Charles finally made partner and propped his feet on the desk in his new corner office. He was dreaming of all the perks that accompanied his promotion when a knock on the door snapped him out of his reverie.
Mackay: You can handle the truth
He picked up the phone so he would look busy as a young staffer came into the room. "I'll be with you in a minute," Charles mouthed to the employee, before engaging in a mock phone conversation.
"Yes, I know the congressman quite well. We go sailing with the governor every other week," he said. He glanced over at the employee standing near his desk. "One more minute," he whispered before returning to the phone call.
"I'd be happy to introduce you," he continued. "In fact, if you're free next Wednesday, we're having lunch. Great. Wednesday it is," he said as he hung up the phone.
"Thanks for being so patient," Charles said to the young staffer. "Now how can I help you?"
The employee blushed and said, "I'm here to connect your phone."
Try to tap dance out of that one!
I am convinced that often, the hardest language to speak is the truth. Sometimes it's easier to tell an embellished truth, or a half-truth or a little white lie to save face or spare others' feelings. But eventually, when the truth comes out, there are consequences.
Ron Ashkenas, co-author of the "Harvard Business Review Leader's Handbook," explains that there are three fundamental concerns that cause people to be less than completely truthful.
First, the effect of truth on yourself. "It's human nature to want people to think well of us, particularly those who have influence over our lives and careers," he writes. "At the same time, we all make mistakes, so we create justifications and excuses — many of which are at best half-truths."
Next, the effect of truth on others. "One way to gain others' approval is to avoid pointing out things that may damage their self-image," he continued.
Finally, the effect of truth on business success. "To be successful almost every organization needs to sell — be it a product, a service, a story or a promise.
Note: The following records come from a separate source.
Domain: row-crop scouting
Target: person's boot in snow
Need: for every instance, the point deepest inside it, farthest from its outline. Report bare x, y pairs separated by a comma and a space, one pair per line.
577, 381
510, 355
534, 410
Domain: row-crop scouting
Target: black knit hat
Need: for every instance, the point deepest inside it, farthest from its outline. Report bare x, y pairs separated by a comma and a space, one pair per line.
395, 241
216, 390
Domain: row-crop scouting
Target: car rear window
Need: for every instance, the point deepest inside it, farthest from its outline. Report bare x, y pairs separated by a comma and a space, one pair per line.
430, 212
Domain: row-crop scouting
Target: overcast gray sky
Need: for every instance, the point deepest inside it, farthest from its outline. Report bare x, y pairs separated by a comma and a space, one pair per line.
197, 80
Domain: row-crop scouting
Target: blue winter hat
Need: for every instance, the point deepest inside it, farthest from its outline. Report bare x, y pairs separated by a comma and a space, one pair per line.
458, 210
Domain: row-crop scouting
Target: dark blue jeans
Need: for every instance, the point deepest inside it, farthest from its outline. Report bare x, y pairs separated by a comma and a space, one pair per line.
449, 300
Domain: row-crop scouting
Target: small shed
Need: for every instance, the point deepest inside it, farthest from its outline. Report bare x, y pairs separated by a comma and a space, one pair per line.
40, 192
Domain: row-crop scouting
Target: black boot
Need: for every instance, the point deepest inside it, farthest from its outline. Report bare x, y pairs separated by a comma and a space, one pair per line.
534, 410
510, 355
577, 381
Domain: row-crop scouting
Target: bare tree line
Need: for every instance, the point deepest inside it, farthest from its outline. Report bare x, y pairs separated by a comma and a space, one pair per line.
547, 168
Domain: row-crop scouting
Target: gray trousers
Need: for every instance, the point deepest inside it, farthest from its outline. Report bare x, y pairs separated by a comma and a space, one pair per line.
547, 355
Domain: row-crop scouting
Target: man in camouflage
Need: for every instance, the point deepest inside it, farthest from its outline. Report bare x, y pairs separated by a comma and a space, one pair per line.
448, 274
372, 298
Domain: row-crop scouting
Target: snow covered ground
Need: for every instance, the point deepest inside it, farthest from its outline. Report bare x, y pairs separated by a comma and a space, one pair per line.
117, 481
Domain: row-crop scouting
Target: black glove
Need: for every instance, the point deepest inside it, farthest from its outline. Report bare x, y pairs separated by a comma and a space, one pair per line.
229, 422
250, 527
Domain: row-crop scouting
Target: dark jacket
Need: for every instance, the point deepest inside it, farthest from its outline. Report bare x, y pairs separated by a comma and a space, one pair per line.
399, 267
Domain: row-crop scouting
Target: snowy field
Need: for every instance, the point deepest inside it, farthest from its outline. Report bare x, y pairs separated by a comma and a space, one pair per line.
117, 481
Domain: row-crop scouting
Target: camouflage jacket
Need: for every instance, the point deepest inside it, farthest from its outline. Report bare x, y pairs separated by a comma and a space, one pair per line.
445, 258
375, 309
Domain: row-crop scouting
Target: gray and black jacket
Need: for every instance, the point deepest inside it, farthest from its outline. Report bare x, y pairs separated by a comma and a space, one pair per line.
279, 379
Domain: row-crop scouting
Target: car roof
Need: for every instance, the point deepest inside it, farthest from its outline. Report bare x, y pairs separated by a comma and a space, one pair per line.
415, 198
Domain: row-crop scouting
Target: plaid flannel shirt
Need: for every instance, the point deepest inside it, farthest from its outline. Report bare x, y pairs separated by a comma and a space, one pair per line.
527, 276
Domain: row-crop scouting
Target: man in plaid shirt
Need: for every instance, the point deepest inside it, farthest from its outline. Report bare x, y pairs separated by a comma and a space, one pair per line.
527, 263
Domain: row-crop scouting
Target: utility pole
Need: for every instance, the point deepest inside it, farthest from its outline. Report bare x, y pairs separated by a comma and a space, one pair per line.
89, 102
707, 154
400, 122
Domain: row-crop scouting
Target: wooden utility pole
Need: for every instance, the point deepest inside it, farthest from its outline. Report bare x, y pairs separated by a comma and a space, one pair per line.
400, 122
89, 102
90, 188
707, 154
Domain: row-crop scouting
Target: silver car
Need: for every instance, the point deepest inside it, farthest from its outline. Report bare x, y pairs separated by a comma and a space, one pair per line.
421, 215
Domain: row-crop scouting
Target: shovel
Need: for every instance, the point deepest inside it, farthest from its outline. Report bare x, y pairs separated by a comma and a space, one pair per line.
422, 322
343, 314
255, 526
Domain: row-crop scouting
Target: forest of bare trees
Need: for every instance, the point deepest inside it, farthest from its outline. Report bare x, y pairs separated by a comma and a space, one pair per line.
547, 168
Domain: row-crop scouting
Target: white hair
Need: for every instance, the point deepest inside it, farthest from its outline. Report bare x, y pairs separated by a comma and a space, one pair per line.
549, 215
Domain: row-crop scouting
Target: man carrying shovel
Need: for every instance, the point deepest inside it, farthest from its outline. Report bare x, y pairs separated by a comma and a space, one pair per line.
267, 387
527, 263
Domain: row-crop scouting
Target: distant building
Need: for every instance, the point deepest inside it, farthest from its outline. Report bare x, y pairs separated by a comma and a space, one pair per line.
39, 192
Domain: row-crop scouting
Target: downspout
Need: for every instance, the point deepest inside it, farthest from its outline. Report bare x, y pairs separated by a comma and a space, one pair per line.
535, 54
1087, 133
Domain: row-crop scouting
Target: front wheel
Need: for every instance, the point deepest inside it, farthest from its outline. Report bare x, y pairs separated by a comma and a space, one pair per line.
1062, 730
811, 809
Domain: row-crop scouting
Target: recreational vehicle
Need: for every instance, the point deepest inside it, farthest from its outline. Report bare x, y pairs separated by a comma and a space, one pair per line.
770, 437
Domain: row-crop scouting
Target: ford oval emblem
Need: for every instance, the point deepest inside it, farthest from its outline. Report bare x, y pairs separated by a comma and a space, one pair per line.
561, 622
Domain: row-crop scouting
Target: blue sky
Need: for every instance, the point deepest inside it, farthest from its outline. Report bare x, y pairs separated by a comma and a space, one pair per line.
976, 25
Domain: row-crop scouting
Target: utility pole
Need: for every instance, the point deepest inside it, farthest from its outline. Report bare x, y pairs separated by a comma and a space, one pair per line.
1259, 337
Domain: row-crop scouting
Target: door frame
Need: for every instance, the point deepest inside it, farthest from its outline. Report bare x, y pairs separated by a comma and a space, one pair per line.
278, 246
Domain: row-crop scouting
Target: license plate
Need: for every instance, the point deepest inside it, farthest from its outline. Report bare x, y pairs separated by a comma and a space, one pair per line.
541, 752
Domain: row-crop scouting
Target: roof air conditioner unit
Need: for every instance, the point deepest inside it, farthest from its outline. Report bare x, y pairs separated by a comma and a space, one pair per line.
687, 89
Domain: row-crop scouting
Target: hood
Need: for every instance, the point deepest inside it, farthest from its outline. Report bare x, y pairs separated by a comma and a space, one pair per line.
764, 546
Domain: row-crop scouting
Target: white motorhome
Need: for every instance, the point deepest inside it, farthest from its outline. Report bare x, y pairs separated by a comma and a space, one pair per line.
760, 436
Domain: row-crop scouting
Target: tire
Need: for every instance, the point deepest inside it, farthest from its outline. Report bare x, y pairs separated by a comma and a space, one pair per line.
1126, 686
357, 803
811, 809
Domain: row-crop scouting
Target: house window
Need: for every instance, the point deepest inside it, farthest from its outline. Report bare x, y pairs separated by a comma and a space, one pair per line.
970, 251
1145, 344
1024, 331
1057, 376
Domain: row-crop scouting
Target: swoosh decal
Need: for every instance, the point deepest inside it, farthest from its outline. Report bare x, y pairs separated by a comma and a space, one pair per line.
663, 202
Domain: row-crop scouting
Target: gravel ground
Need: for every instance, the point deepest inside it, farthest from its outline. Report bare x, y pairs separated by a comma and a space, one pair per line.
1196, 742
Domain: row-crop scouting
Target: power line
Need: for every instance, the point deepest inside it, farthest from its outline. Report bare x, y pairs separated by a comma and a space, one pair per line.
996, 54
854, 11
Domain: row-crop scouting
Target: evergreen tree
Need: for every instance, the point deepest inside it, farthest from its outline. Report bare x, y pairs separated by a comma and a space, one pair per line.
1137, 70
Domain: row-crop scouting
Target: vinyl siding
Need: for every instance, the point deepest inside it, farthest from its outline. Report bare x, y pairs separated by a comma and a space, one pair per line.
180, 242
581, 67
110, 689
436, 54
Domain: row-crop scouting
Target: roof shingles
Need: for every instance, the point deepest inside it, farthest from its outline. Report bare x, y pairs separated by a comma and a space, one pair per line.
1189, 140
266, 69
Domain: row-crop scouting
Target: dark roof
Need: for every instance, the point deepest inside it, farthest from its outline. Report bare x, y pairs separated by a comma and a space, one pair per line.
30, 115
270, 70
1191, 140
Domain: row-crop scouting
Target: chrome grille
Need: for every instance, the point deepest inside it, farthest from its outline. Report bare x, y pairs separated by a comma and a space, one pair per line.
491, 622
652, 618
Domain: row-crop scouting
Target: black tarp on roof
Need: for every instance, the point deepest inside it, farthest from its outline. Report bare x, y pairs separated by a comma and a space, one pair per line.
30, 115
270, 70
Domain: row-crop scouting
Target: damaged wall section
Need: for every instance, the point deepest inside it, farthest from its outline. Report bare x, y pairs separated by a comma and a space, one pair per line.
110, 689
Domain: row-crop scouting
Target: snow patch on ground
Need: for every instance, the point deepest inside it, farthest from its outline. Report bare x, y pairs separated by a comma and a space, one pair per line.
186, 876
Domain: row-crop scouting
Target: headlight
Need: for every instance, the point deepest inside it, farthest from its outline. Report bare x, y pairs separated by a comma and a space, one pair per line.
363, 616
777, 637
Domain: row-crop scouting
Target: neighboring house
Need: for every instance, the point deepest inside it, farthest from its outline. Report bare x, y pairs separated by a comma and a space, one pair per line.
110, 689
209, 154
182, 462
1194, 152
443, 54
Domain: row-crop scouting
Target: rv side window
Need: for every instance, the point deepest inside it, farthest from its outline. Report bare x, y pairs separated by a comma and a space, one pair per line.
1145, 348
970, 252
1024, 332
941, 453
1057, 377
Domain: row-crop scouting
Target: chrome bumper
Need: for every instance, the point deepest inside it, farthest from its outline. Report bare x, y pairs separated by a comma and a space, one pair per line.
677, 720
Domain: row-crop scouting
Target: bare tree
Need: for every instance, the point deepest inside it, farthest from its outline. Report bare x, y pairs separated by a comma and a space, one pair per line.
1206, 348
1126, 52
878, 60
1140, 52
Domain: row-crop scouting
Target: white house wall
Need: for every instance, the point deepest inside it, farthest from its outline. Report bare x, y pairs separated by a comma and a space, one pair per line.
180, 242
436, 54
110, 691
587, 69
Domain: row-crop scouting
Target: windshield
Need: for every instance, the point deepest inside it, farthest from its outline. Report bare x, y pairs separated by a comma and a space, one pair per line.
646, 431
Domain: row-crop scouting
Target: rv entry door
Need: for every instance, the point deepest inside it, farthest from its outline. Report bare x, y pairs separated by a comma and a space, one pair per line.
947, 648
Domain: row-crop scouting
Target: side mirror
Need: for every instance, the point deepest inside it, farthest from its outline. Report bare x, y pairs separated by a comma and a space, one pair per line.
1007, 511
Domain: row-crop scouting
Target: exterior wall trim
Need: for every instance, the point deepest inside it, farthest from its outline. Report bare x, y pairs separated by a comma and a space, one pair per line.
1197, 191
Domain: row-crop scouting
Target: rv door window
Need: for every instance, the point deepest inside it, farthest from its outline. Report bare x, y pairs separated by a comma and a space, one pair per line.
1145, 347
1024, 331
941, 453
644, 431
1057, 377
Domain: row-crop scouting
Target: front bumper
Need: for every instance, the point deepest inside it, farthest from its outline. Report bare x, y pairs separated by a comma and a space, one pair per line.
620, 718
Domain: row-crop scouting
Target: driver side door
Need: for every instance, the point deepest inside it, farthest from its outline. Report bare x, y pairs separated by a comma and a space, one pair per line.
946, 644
But much of that selling is done without truthful disclosure of what it will take to fulfill the sale," he maintains. "The wiser course in many cases is to limit the truth and figure out how to 'deliver' later."
While his first two points are recognizable to most of us, I find his third concern very troubling. As a lifelong salesman and businessman, I cringe to think that a sale based on partial truth would be OK in any forum.
I certainly wouldn't appreciate a supplier promising me a product without knowing exactly what I would be receiving, and I absolutely do not want a reputation that I didn't deliver what I promised and then some.
But I understand that some businesses operate that way and do so at their own peril. Customers find out quickly that promises made and kept are worth their weight in gold. A tarnished reputation is mighty difficult to polish.
I constantly preach that trust is the most important word in business. Of course, the most important part of establishing trust is being truthful — all the time, even when the truth is painful.
If we are not upfront with our customers at MackayMitchell Envelope Co. as soon as a problem arises, whether it's a supplier issue, equipment breakdown or a mistake with an order, we deserve to lose that customer. And I really, really hate to lose a customer. I'd rather lose money than lose a customer.
The good news is if we can find a way to fix a problem — and we usually do — our customers appreciate our honesty and efforts to turn lemons into lemonade. But that happens only when we tell the truth.
Abraham Lincoln once said of a man who was attacking him, "He's the biggest liar in Washington."
Honest Abe said the man reminded him of an old fisherman who had the reputation for stretching the truth. The fisherman bought a pair of scales and insisted on weighing every fish he caught in the presence of witnesses.
One day a doctor borrowed the fisherman's scales to weigh a newborn baby. The baby weighed 47 pounds.
Now that's what I call a whopper!
Mackay's Moral: Even when the truth hurts, it's more painful to hurt your reputation.